Hence, Mr Modi is straining to attract global manufacturers, a theme he will push during his first visit to Britain next month. At home, he cajoles industrialists to invest in new factories, with a particular focus on labour-intensive sectors such as consumer electronics. Yet there is good evidence to suggest that this jobs push will prove to be tough going, not least given a recent spike in spending on robots.
Take Varroc Engineering, a midsize auto supplier. Its factories churn out plastics and lights for carmakers such as Ford and Jaguar Land Rover. Owner Tarang Jain says his business is growing rapidly. But rather than rapidly expanding his 3,000 or so permanent staff, he plans a big increase in robots instead. “My only worry is we haven’t automated quickly enough,” he says.
Mr Jain is not alone. Ford opened a $1bn factory in India this year, while GM last month announced plans to spend $1bn improving an existing plant. These facilities are as advanced as any in the world, belying India’s reputation as a manufacturing basket case. But they reach that level by packing factory floors with brightly coloured robotic arms, and keeping staff to a minimum.
Indian manufacturers often complain about their difficulties finding inexpensive, skilled labour. Wage demands have risen over recent years, while the cost of capital goods has fallen. Restrictive labour rules make it painfully hard to fire full-time workers.

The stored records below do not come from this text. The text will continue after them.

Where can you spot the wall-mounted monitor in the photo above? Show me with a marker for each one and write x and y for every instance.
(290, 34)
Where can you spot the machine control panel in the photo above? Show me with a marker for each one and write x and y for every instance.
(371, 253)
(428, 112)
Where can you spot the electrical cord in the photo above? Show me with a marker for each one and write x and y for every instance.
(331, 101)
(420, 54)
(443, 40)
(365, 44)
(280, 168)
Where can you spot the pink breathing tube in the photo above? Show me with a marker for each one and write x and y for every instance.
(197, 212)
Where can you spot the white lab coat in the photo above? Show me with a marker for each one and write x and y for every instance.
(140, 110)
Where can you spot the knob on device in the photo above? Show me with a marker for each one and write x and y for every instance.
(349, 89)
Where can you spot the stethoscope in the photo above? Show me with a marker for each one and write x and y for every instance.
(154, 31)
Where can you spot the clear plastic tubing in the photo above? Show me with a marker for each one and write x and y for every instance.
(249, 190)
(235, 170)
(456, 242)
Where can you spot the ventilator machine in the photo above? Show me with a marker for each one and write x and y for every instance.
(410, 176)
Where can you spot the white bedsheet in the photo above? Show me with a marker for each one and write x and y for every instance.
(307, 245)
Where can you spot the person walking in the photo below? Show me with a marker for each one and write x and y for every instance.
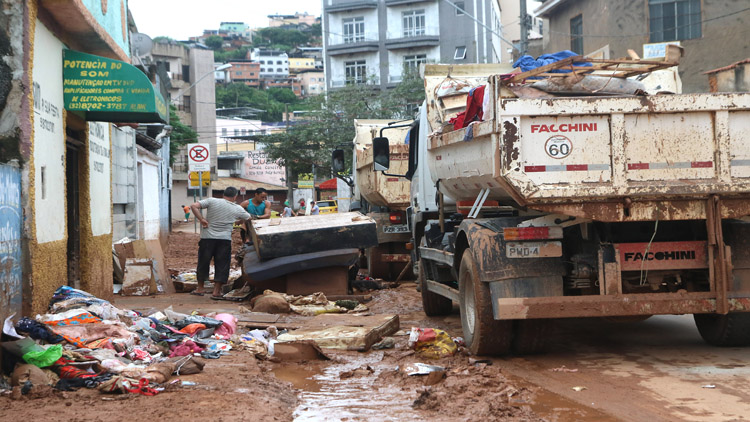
(288, 212)
(216, 238)
(258, 206)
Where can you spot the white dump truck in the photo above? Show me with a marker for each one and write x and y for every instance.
(382, 196)
(605, 206)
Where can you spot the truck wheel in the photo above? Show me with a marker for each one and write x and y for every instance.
(531, 336)
(432, 303)
(482, 333)
(729, 330)
(375, 265)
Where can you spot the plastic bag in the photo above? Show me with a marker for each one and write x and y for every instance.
(432, 343)
(44, 358)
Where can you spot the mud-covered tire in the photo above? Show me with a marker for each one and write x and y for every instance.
(531, 336)
(432, 303)
(731, 330)
(482, 333)
(376, 268)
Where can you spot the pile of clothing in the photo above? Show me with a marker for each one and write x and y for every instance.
(86, 342)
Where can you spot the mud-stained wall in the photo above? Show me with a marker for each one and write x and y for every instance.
(624, 24)
(96, 251)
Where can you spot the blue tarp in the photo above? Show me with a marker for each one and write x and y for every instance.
(527, 62)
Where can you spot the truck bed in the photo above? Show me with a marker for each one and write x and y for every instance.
(604, 158)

Companies rely on temporary staff to guard against the ups and downs of the economic cycle, only to find them unreliable and unproductive. Industrial robots get around these problems — a record 2,100 were bought in India last year, according to the International Federation of Robotics. That is far below the 57,000 sold in China, the world’s leading buyer. But India’s market is still set to increase threefold by 2018, providing brisk new business to robot makers such as Japan’s Fanuc and Switzerland’s ABB.
This need not be a bad thing. Robots can help Indian companies improve quality and productivity, so they can grab more of global supply chains. Automation fears can be overdone — jobs lost to machines may be balanced by those added elsewhere. The idea that India cannot attract labour-intensive businesses took a knock in July, when Taiwanese electronics group Foxconn, which makes Apple’s iPhones, said it would build a dozen factories.

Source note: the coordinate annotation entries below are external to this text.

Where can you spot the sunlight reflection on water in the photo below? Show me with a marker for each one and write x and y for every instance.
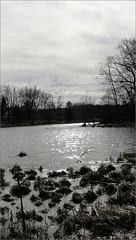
(62, 146)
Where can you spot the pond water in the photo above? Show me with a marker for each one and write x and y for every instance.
(61, 146)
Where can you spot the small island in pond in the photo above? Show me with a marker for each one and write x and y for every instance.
(69, 204)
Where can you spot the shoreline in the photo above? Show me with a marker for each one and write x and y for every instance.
(100, 124)
(73, 203)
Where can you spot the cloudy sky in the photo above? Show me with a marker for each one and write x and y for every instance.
(56, 45)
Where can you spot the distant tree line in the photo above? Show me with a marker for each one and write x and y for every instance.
(29, 105)
(119, 74)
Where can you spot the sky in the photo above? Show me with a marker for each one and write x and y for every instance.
(57, 45)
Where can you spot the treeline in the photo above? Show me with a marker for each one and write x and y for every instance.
(118, 76)
(30, 106)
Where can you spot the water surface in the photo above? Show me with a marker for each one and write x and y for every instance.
(61, 146)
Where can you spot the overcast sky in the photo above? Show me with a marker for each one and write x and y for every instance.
(56, 45)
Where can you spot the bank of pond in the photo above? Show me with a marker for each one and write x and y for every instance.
(69, 204)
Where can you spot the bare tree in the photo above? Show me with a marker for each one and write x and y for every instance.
(118, 73)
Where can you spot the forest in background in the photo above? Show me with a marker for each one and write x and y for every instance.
(31, 106)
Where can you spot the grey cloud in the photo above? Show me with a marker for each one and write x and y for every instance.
(57, 44)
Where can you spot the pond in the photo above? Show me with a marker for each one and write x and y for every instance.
(56, 147)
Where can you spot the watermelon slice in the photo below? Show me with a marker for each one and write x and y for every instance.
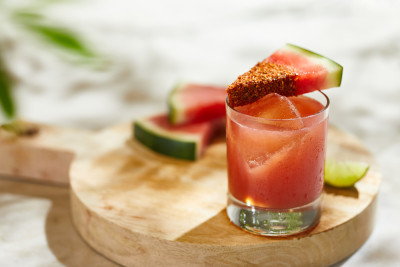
(290, 71)
(190, 103)
(179, 141)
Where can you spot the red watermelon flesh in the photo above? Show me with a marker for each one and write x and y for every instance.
(186, 141)
(191, 103)
(290, 71)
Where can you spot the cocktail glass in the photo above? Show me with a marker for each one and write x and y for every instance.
(276, 167)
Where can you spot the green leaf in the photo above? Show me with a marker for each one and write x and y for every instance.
(6, 100)
(61, 38)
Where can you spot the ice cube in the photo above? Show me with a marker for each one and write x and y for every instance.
(258, 160)
(279, 111)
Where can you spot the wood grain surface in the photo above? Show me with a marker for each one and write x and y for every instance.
(139, 208)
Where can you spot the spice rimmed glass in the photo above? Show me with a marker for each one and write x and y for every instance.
(276, 169)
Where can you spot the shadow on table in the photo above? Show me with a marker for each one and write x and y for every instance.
(62, 238)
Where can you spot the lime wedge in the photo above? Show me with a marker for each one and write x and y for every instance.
(344, 173)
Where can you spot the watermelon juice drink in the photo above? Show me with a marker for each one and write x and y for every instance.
(276, 154)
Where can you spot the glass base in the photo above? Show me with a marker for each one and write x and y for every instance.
(273, 222)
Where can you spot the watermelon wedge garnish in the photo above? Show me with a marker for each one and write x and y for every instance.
(190, 103)
(179, 141)
(290, 71)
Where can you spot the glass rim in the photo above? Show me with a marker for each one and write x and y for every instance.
(291, 119)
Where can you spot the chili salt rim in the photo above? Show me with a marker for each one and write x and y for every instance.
(326, 107)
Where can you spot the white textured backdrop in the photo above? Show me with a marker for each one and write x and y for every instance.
(152, 44)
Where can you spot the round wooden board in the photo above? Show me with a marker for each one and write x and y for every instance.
(139, 208)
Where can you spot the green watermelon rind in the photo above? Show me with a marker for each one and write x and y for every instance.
(173, 144)
(175, 106)
(335, 70)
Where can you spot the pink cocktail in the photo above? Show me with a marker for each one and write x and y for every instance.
(276, 153)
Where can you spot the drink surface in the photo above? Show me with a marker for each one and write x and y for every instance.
(276, 151)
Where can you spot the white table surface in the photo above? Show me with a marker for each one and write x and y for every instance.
(153, 44)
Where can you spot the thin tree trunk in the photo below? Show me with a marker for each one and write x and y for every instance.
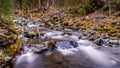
(48, 4)
(109, 7)
(12, 4)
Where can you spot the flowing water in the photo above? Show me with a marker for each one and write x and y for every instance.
(66, 55)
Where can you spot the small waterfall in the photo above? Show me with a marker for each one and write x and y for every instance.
(26, 60)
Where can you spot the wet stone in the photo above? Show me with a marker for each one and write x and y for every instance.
(56, 58)
(114, 41)
(98, 41)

Number of robots bought in India last year
Yet there are still reasons to worry. Foxconn founder Terry Gao is a fan of replacing humans with robots — he said this year that one-third of his workers would be replaced by automation. His company has also been vague on the precise nature of its Indian plans. Even if it ends up hiring up to 1m workers by 2020, Foxconn would provide just a tiny fraction of the jobs India needs.
Underneath there are wider problems. India aims to treble manufacturing employment to 150m by 2022. BCG, a consultancy, suggests 62m is more likely without big economic reforms. India’s manufacturing troubles are longstanding, but figures such as this make it a clear example of a global trend, which Harvard economist Dani Rodrik dubs “premature deindustrialisation”, in which emerging economies now struggle to build healthy manufacturing sectors.

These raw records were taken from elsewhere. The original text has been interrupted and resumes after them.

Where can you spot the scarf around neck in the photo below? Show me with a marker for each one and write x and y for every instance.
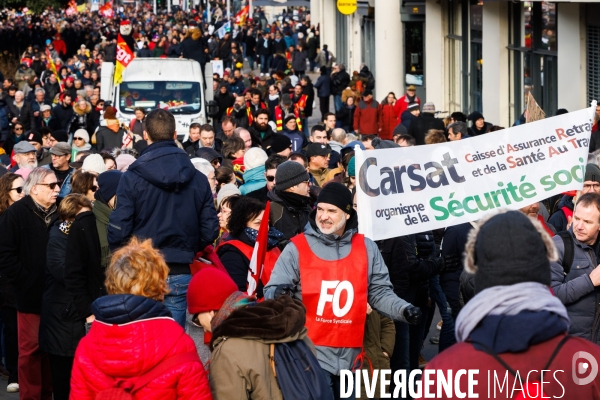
(507, 300)
(273, 240)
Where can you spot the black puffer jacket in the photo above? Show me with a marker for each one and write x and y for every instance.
(576, 290)
(61, 326)
(23, 252)
(84, 276)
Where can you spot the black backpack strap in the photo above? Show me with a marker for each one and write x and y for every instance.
(569, 254)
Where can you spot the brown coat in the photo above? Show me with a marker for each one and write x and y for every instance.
(239, 364)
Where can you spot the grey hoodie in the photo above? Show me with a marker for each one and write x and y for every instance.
(381, 296)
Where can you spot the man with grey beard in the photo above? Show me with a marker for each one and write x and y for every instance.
(25, 155)
(322, 263)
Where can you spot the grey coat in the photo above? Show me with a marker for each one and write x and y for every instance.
(576, 290)
(299, 60)
(331, 247)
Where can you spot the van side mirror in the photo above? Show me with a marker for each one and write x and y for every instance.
(212, 109)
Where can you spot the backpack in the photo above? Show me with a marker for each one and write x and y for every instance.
(124, 389)
(569, 254)
(298, 372)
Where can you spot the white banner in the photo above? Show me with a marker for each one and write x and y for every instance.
(414, 189)
(218, 67)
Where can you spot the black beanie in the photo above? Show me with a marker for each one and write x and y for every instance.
(592, 173)
(280, 143)
(337, 194)
(288, 174)
(107, 185)
(509, 250)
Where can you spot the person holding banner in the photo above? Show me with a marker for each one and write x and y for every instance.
(335, 271)
(163, 178)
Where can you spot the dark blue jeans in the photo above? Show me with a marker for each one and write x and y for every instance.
(335, 382)
(447, 338)
(176, 300)
(400, 359)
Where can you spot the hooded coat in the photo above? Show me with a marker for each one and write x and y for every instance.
(163, 197)
(332, 247)
(113, 349)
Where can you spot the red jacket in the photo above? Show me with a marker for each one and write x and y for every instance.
(366, 117)
(132, 349)
(388, 120)
(465, 356)
(402, 105)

At present, robots are a small part of this problem, albeit a growing one. Today, robot makers in India supply mostly to the automotive sector. But without substantial changes to the country’s stodgy labour markets and creaking education system, employers in areas such as warehousing and food processing will begin to reach for the machines as well. The risk is that foreign companies seeking inexpensive labour and weighing where to put their next factory will decide India is simply not worth the trouble.